Kreis Borken stellt Mobilitätskonzept vor

Das im Sommer 2018 initiierte „Mobilitätskonzept für den Kreis Borken", mit dem sich der Verkehrsausschuss des Kreises zwischenzeitlich intensiv befasst hat, wurde jetzt erstmals der Öffentlichkeit vorgestellt. Grundlegende Zielsetzung des Mobilitätskonzepts ist es, die Mobilität im Westmünsterland weiter zu verbessern und zu erleichtern. Damit soll es für die Bürger stärker als bisher möglich werden, auf motorisierten Individualverkehr zu verzichten.

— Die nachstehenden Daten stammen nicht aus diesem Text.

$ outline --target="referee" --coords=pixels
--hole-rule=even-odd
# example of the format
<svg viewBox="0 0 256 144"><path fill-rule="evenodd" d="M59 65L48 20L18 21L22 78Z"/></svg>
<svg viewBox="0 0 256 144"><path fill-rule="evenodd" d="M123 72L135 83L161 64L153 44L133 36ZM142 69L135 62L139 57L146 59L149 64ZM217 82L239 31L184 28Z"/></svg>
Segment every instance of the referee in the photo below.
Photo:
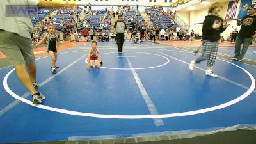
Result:
<svg viewBox="0 0 256 144"><path fill-rule="evenodd" d="M118 15L118 20L115 23L115 31L116 32L117 47L118 47L118 54L122 53L123 44L124 40L124 31L128 31L125 22L123 21L122 15Z"/></svg>

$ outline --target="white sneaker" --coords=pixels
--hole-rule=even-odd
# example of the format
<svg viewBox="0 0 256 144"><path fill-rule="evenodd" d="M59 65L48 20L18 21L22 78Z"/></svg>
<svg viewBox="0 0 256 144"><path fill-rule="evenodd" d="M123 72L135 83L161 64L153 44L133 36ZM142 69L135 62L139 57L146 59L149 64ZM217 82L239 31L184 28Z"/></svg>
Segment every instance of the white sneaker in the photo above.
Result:
<svg viewBox="0 0 256 144"><path fill-rule="evenodd" d="M191 61L191 62L190 62L190 64L189 64L189 70L193 70L193 69L194 69L194 67L195 67L195 64L196 63L196 61L194 60L194 61Z"/></svg>
<svg viewBox="0 0 256 144"><path fill-rule="evenodd" d="M214 74L214 73L213 73L212 70L211 69L207 70L206 72L205 72L205 75L210 76L214 77L218 77L218 75Z"/></svg>

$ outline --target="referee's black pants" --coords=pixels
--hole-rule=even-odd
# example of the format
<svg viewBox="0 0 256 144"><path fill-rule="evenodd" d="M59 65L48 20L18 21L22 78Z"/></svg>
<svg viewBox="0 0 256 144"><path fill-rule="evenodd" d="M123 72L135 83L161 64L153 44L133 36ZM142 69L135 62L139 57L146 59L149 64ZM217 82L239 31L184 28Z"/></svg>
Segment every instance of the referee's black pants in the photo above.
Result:
<svg viewBox="0 0 256 144"><path fill-rule="evenodd" d="M123 44L124 40L124 33L116 34L117 47L118 47L118 52L123 51Z"/></svg>

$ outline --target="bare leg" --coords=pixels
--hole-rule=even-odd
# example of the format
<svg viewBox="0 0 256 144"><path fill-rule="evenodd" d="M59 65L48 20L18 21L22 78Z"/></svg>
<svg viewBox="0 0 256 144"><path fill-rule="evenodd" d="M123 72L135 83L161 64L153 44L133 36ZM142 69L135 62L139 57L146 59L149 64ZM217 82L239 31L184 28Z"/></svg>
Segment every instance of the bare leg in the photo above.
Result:
<svg viewBox="0 0 256 144"><path fill-rule="evenodd" d="M32 69L32 67L33 67L31 66L30 68ZM35 94L37 93L37 92L36 91L36 90L35 90L35 88L32 84L29 74L28 74L27 70L26 69L26 65L25 64L18 65L15 66L14 68L15 69L17 77L23 84L23 85L24 85L25 87L29 91L29 92L31 94Z"/></svg>
<svg viewBox="0 0 256 144"><path fill-rule="evenodd" d="M28 72L30 76L30 79L31 82L36 81L36 65L34 61L31 62L30 64L27 65Z"/></svg>

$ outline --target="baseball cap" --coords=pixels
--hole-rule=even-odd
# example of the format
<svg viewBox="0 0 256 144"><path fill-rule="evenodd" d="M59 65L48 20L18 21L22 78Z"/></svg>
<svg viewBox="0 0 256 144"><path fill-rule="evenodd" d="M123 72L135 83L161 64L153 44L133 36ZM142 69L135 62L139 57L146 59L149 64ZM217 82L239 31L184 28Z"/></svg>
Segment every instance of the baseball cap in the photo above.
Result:
<svg viewBox="0 0 256 144"><path fill-rule="evenodd" d="M249 8L247 8L247 10L252 10L252 9L256 9L256 4L255 5L250 5Z"/></svg>

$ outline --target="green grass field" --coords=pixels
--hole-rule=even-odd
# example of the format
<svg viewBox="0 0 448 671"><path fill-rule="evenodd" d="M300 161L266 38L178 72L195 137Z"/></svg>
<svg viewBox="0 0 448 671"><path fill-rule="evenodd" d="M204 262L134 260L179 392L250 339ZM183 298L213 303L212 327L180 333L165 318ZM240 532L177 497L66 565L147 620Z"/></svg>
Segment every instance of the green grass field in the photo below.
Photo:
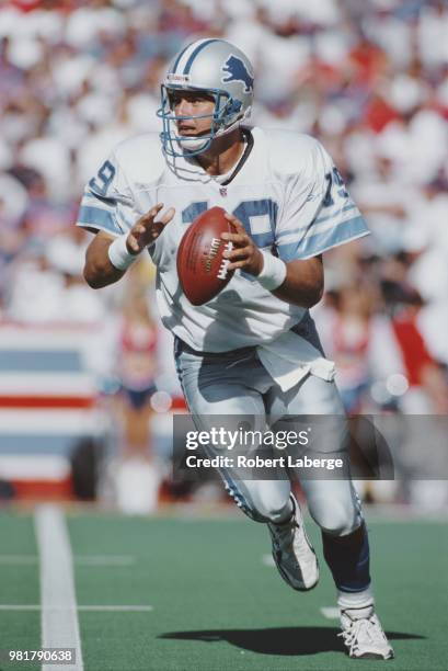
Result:
<svg viewBox="0 0 448 671"><path fill-rule="evenodd" d="M448 669L447 524L369 519L378 611L395 649L390 662L349 660L326 567L315 590L295 593L268 565L263 525L231 519L120 518L68 512L84 669L131 671L392 671ZM315 525L308 524L318 553ZM39 565L31 514L0 515L0 648L39 647ZM35 664L0 669L38 669ZM70 667L66 667L67 670Z"/></svg>

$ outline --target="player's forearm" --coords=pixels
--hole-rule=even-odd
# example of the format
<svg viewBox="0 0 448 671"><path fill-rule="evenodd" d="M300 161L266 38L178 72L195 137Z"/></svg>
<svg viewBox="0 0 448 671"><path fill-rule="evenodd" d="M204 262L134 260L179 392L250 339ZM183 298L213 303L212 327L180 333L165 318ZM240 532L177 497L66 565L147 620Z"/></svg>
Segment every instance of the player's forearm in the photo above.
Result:
<svg viewBox="0 0 448 671"><path fill-rule="evenodd" d="M285 282L273 294L299 307L311 308L317 305L323 295L322 259L287 263Z"/></svg>
<svg viewBox="0 0 448 671"><path fill-rule="evenodd" d="M99 237L88 248L85 253L84 280L92 288L102 288L108 284L118 282L125 271L116 269L108 258L108 248L113 239L100 239Z"/></svg>

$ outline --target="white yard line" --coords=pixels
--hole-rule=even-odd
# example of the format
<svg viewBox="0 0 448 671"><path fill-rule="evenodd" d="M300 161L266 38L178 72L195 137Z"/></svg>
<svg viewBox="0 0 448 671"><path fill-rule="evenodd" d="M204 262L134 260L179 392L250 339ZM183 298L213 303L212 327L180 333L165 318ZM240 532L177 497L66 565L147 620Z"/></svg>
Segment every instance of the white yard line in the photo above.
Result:
<svg viewBox="0 0 448 671"><path fill-rule="evenodd" d="M76 555L73 564L80 566L134 566L136 558L130 555ZM37 564L36 555L0 555L0 565L31 566Z"/></svg>
<svg viewBox="0 0 448 671"><path fill-rule="evenodd" d="M55 505L36 509L41 560L42 647L74 648L73 671L82 671L81 638L70 539L64 513ZM67 671L67 664L43 664L42 671Z"/></svg>
<svg viewBox="0 0 448 671"><path fill-rule="evenodd" d="M340 617L340 609L335 609L333 606L322 606L319 609L320 612L326 619L338 619Z"/></svg>
<svg viewBox="0 0 448 671"><path fill-rule="evenodd" d="M43 606L39 603L32 604L19 604L19 603L0 603L0 611L41 611ZM71 609L59 607L58 613L64 610L71 611ZM153 611L153 606L150 605L79 605L78 611L97 612L97 613L149 613ZM61 647L61 646L57 646ZM54 667L54 664L51 664Z"/></svg>

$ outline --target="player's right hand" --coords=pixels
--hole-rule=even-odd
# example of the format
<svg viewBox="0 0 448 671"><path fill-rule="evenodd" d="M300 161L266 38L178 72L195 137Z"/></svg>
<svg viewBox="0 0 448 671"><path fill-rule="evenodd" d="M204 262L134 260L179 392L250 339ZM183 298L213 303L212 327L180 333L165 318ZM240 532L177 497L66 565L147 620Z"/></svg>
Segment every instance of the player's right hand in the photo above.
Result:
<svg viewBox="0 0 448 671"><path fill-rule="evenodd" d="M174 217L175 209L174 207L170 207L157 221L154 221L162 208L163 203L158 203L134 224L126 238L126 247L129 253L139 254L148 244L151 244L151 242L158 239L166 224Z"/></svg>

Zudem verfolgt der Kreis das Ziel, verkehrsbedingte Emissionen zu verringern, um auf diese Weise einen wirkungsvollen Beitrag zum Klimaschutz und zu einer nachhaltigen Entwicklung zu leisten. So sieht das Konzept u.a. den Ausbau von Radwegen, Straßen, Schienenverbindungen, Haltestellen und Busspuren ebenso vor wie engere Taktungen von Bahn- und Buslinien, die Beschleunigung von Verbindungen, die Anschluss-Sicherung, elektronisches Ticketing und die Bereitstellung von Echtzeitdaten. Wichtig ist dem Kreis eine intensive Lobbyarbeit für die Bahnvorhaben in der Region. So wird bei der Strecke Bocholt - Wesel (RB 32) auf die Umsetzung der Elektrifizierung gedrängt. Anschließend soll es darum gehen, den Bedien-Takt auf dieser Verbindung zu erhöhen. Bei der Strecke Münster - Enschede (RB 64) steht ebenfalls die Elektrifizierung auf der Agenda. Außerdem hat die EUREGIO mit den zuständigen Verkehrsträgern ein INTERREG-Projekt beantragt, um hier mit EU-Mitteln die Planung einer durchgehenden Verbindung bis nach Zwolle (NL) voranzutreiben. Im Fokus steht außerdem die Einrichtung eines neuen Haltepunktes „Gronau Ost" im Verlauf der RB 64. Generell fordert der Kreis für alle Bahnstrecken im Kreisgebiet eine Taktverdichtung - zunächst einen Halbstunden-, später dann einen 20-Minuten-Takt. Für die Strecke Dortmund - Ahaus - Gronau (RB 51) wird bereits in Kürze ein entsprechendes Gutachten vorgelegt.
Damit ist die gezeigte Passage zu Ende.